Den Knall der Explosion hat die Frau, die heute an der Seite von
US-Präsident Bush Weltpolitik betreibt, noch heute in den
Ohren. Jahrelang blieb die Tat der Bombenleger von Birmingham
ungesühnt. Dies könnte erklären, so liest man in
Schaakes Buch, warum die Sicherheitsberaterin heute als "Falke" im
Oval Office Jagd auf die Urheber der Anschläge vom 11.
September macht. Um einen wissenschaftlich fundierten Einblick in
das Seelenleben der "Vordenkerin" des Präsidenten zu geben,
zieht der Autor den deutschen Psychoanalytiker Eckhart Neumann zu
Rate. Die Ohnmacht, die Hilflosigkeit, die Condoleezza Rice als
Schwarze in ihrer Jugend im rassistischen Süden der USA
erfuhr, führte zu einer Überkompensation im Streben nach
Macht und Einfluss im späteren Leben.
Beispielloser Aufstieg
Rice's Aufstieg vom Ghetto-Kid zur mächtigsten Frau im
Staat ist beispiellos. Doch Schaake irrt, wenn er schreibt, dass
sie jetzt ein Amt versieht, das bisher nur Weißen vorbehalten
war. Außenminister Colin Powell versah das Amt des
Sicherheitsberaters von 1987 bis1998. Politisch sind sich die
beiden alles andere als grün. Die "Schwarze Lady im
Weißen Haus" gehört zweifelsfrei zu den Falken der
Bush-Administration. In der Biographie wird sie als "unheimliche
Terminatrix im Zentrum der amerikanischen Weltherrschaft"
beschrieben, eine ebenso geschmeidige wie harte Frau, die den
Irakkrieg forciert hat, militärische
Präventivschläge befürwortet, notfalls mit
Atomwaffen.
Mit Sicherheit ist sie einflussreich, aber vielleicht doch nicht
in dem Maße, wie Schaake es darstellt. Anders als die Quellen
des amerikanischen Politbuch-Starautoren Bob Woodward, der in
seinem neuesten Buch "Plan of Attack" die Rolle des "Chefideologen"
eindeutig an Bushs Vize Dick Cheney vergibt, sind Schaakes Quellen
meist sekundär.
Der Autor war nie Korrespondent in Washington, er behandelt
Zeitgeschichte wie ein historisches Thema. Seine Bücher
über Hitlers Frauen, Evita Peron oder Königin Elisabeth
I. lassen sich ohne weiteres von Bordeaux aus, wo Schaake lebt,
recherchieren und schreiben. Lebendige Geschichte verlangt
Authentizität. Da wird zuviel aus Condoleezzas Rices eigenem
Buch "Sternstunde der Diplomatie" dokumentiert. Der Anhang von 18
Seiten mit Quellennachweisen liest sich wie ein "Who is Who"
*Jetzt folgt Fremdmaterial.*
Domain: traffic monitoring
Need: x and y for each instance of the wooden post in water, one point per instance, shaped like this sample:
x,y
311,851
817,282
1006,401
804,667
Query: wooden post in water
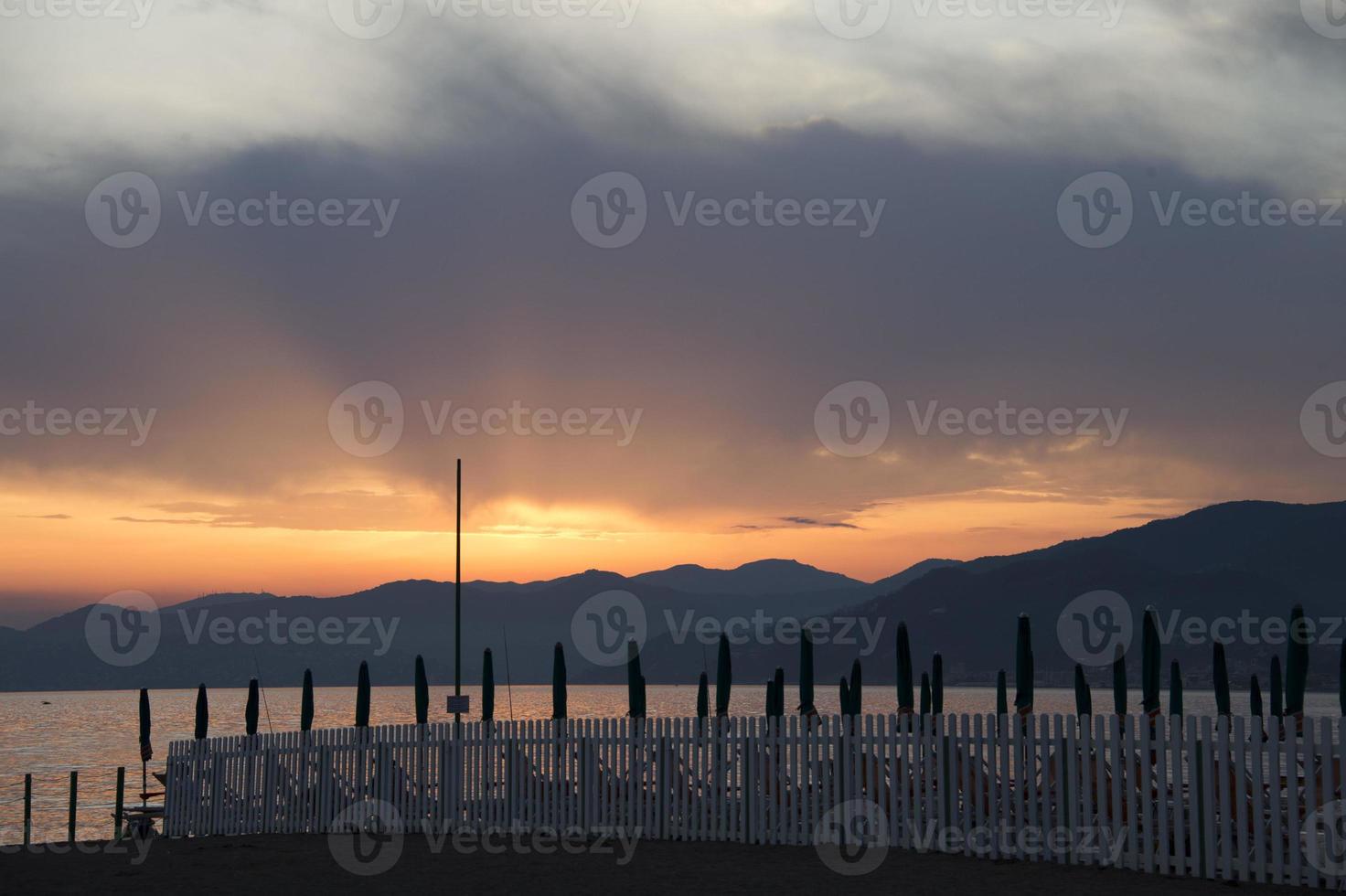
x,y
74,791
27,809
122,787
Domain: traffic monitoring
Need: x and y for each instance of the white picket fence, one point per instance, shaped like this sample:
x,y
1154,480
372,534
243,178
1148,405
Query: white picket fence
x,y
1197,795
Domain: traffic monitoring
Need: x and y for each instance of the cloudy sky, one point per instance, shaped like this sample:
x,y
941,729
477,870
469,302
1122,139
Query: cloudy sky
x,y
163,165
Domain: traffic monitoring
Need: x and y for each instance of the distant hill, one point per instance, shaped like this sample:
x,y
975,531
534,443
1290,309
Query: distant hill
x,y
758,577
1245,557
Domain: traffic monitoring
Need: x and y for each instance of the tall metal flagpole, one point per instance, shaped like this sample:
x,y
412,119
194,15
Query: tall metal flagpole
x,y
458,592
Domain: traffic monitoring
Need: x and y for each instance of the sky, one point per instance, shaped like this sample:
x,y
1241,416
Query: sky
x,y
673,391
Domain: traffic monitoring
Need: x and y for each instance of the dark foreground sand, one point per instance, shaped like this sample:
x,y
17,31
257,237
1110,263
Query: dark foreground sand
x,y
302,864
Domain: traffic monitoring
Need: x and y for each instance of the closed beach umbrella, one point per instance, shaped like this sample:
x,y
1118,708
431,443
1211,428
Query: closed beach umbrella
x,y
202,715
1084,699
1297,664
1220,673
252,708
807,674
422,692
635,681
558,681
906,699
487,687
305,702
1277,689
723,678
937,685
147,750
362,696
1118,682
1174,689
1149,662
1023,667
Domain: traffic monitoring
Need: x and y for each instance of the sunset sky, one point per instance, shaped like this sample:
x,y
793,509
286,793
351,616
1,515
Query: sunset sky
x,y
724,339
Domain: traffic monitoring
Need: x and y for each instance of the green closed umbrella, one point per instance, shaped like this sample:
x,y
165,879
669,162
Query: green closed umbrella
x,y
1277,689
252,708
1174,689
305,702
1023,667
1118,682
422,692
1084,699
723,678
362,696
1149,662
807,674
558,681
1297,664
635,681
147,750
202,715
937,685
1220,673
906,699
487,687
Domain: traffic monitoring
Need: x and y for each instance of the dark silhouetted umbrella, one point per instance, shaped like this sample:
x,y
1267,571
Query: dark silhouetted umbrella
x,y
422,692
362,696
1084,697
1220,673
1118,682
723,678
487,687
202,715
252,708
906,699
807,674
305,702
558,681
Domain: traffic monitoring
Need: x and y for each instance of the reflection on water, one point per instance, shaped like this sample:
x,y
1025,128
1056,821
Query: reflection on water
x,y
48,735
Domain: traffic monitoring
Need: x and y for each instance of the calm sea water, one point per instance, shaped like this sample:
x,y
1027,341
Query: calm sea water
x,y
48,735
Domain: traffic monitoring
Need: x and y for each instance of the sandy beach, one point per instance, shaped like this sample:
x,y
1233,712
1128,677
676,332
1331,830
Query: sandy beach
x,y
304,862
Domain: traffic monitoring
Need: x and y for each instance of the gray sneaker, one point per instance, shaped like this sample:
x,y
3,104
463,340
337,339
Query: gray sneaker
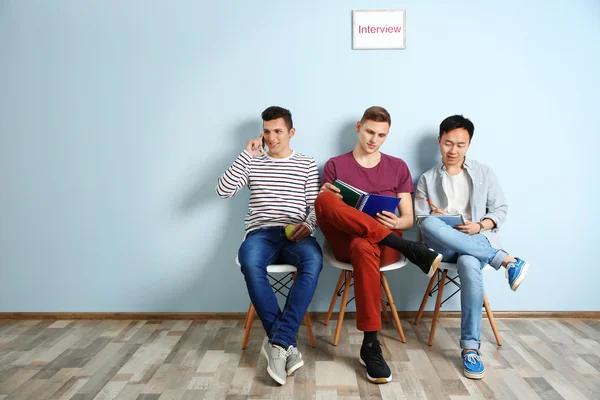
x,y
294,360
276,358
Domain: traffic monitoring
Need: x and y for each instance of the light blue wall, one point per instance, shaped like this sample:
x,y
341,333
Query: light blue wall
x,y
117,117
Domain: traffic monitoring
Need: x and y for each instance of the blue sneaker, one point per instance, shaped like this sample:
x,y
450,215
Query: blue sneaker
x,y
515,272
473,366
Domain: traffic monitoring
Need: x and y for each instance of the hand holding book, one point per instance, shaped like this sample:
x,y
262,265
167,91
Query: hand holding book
x,y
368,203
387,219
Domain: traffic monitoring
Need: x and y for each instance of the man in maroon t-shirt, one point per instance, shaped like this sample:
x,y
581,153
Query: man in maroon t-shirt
x,y
370,243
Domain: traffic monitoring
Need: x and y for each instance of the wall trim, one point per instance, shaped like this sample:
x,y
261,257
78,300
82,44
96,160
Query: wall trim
x,y
317,316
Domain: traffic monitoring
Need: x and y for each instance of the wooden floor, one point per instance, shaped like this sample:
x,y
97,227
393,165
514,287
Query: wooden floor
x,y
106,359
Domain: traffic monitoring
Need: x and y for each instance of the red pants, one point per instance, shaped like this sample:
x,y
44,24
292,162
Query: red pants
x,y
354,236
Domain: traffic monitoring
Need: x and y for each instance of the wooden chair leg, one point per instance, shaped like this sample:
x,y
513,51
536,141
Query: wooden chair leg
x,y
386,315
488,311
438,304
425,298
338,286
249,320
338,328
308,324
247,313
388,294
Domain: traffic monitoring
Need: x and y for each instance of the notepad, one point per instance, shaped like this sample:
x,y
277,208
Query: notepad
x,y
450,219
368,203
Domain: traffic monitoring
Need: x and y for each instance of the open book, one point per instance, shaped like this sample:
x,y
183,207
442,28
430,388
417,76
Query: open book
x,y
366,202
450,219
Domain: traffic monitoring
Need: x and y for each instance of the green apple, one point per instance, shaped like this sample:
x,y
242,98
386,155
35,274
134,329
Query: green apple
x,y
288,231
deutscher Washington-Korrespondenten des letzten Jahrzehnts.
Dennoch ist das Buch durchaus informativ und lesenswert. Ms.
Rice wird bei Schaake zum Vehikel für aufschlussreiche
Ausflüge in die neuere amerikanischen Geschichte und
weltpolitische Ereignisse. Von der Lynchjustiz der 50er- und
60er-Jahre über die Zwei-plus-Vier-Verhandlungen, die zur
deutschen Wiedervereinigung führten, bis zum Marschbefehl
gegen den Irak bietet das Bush interessante, wenn auch keine
überraschende Einblicke in Amerikas Politik.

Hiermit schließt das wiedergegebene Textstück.